Голд попытался переместить их всех, но не смог. Синдальт не предоставил им такую возможность. Он закинул Коль на плечо, благо она была совсем лёгкая, и помог Эмме подняться. Медленно и немного суетливо они направились к выходу. Голд на всякий случай обвалил часть туннеля и за собой, прекрасно понимая, что из прошлой ловушки Синдальт выберется быстро. Неожиданные повороты сейчас были некстати. Они вышли к свету, где Крюк сильно облегчил ему задачу, подхватив на руки свою ненаглядную невесту, и Голд переместил всех в лавку, где Эмма окончательно потеряла сознание.

— Эмма? Что с ней? — испуганно спросил Крюк, аккуратно укладывая её на пол, придерживая ей голову.

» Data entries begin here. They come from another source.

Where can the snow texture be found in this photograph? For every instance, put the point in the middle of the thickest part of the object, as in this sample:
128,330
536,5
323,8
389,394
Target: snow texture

— Она что-то говорила про яд моршиповника, — бросил Голд, укладывая Коль на кушетку. — Ничего, дело поправимое.

Он извлёк из ящика с эликсирами пару пузырьков. Содержимым одного напоил Коль, содержимое второго залил в рот Эмме. Коснувшись мисс Свон, проверив её состояние, Голд поразился в очередной раз отчаянности и безбашенной неосторожности, которую эта женщина проявляла в последнее время.

— Она и ребёнок будут в порядке, — сказал он Крюку. — Вы должны мне услугу. И скоро я о ней попрошу. А теперь забирай её и убирайся.

— Ребёнок? — изумился Крюк. — Какой ребёнок?

Голд с минуту смотрел на него, как на идиота.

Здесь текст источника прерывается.